Idéalement, l'accord devrait être suffisamment complet pour fournir un cadre de coopération pour régir le DIRD et d'autres futurs projets potentiels sur le Nil. Il peut être basé sur des normes internationales pour la gouvernance des eaux transfrontalières et s'inspirer d'autres exemples réussis tels que la Commission du Mékong. L'Accord-cadre global de l'Initiative du bassin du Nil, qui n'a pas encore reçu l'aval du Soudan et de l'Égypte, pourrait être modifié pour servir de base à un futur accord.

Cette approche présente plusieurs avantages par rapport à un simple traité de partage de l'eau. Premièrement, il fournira une plate-forme pour lancer un mécanisme institutionnel conjoint de coordination et d'application des accords sur le RGO. Deuxièmement, le cadre global pourrait être conçu pour tenir compte des réponses aux changements imprévus, y compris la coordination des projets futurs et le changement climatique. La portée et les conditions des futures initiatives de gestion, de conservation ou de développement du Nil pourraient également être précisées à l'avance. Enfin, il sera plus susceptible de renforcer la légitimité de l'accord en définissant la question du Nil comme un défi de gestion des droits et responsabilités partagés plutôt que de répartition des quotas d'eau. L'appui soutenu qui en résulte à l'accord lui permettra de survivre aux changements politiques au sein des pays signataires.

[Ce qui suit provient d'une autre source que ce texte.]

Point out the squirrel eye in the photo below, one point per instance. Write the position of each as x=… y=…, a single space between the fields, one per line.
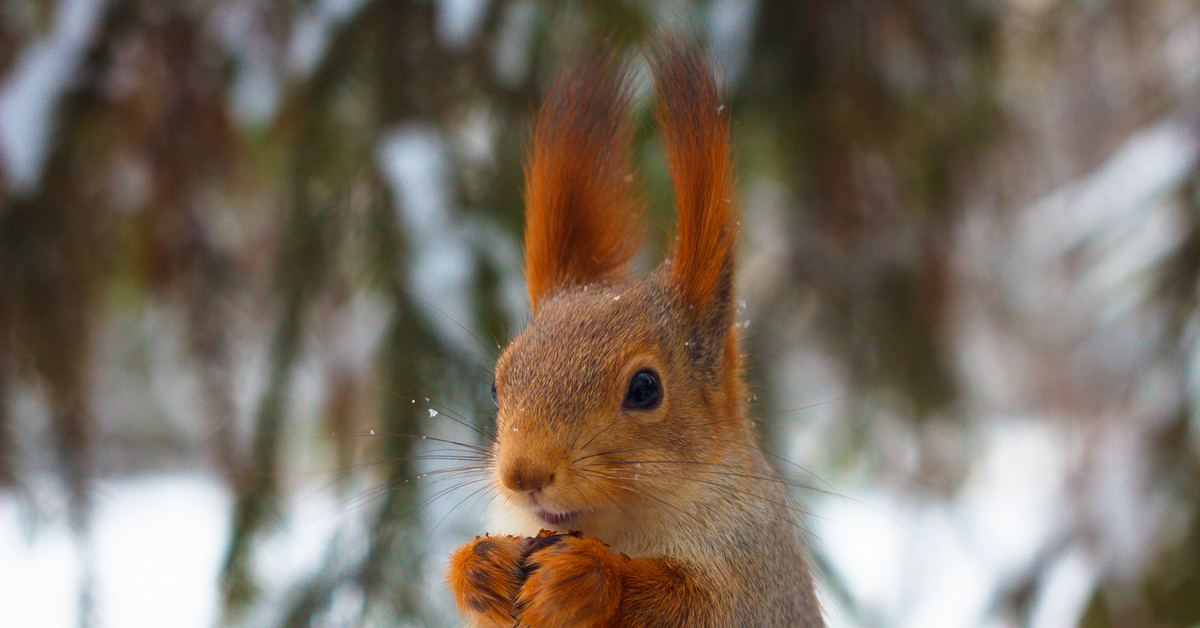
x=645 y=392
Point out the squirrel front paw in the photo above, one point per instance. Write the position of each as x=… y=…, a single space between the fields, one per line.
x=571 y=581
x=486 y=575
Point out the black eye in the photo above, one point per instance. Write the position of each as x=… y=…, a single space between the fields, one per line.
x=645 y=390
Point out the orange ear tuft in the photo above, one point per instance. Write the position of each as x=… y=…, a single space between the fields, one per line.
x=696 y=132
x=580 y=220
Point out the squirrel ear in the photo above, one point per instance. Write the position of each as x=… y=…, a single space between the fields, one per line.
x=580 y=201
x=696 y=133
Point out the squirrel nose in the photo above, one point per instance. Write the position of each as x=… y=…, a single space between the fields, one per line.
x=527 y=477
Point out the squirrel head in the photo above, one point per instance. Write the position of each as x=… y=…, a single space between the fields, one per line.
x=619 y=387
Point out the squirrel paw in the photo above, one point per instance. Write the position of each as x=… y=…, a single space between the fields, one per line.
x=485 y=576
x=573 y=581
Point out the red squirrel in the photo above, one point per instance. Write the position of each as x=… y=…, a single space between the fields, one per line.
x=622 y=412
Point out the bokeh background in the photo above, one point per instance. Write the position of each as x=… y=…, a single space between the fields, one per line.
x=252 y=251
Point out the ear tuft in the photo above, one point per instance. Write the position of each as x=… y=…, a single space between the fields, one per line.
x=581 y=225
x=696 y=131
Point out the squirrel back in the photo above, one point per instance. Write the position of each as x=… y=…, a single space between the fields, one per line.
x=621 y=406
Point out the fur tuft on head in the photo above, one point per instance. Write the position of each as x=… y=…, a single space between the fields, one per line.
x=696 y=131
x=581 y=222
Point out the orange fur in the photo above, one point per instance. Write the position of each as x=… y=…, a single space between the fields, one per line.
x=696 y=132
x=485 y=576
x=580 y=220
x=682 y=521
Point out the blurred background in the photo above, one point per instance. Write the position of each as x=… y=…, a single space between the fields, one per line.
x=251 y=252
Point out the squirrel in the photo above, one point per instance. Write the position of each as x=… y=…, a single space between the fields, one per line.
x=622 y=411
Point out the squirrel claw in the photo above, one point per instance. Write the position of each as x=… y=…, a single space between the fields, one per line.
x=573 y=581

Les pays qui partagent le Nil doivent assumer la responsabilité de trouver les moyens de le partager équitablement. Compte tenu de l'histoire complexe et de la portée de la question du Nil, une solution durable ne peut être trouvée que dans un véritable effort de collaboration qui reconnaît le sort commun des pays riverains. Au lieu de se précipiter sur un traité maintenant et de traiter ses conséquences plus tard, l'Éthiopie, l'Égypte et le Soudan devraient unir leurs forces pour concevoir un cadre juridique qui fasse avancer leur intérêt commun à long terme.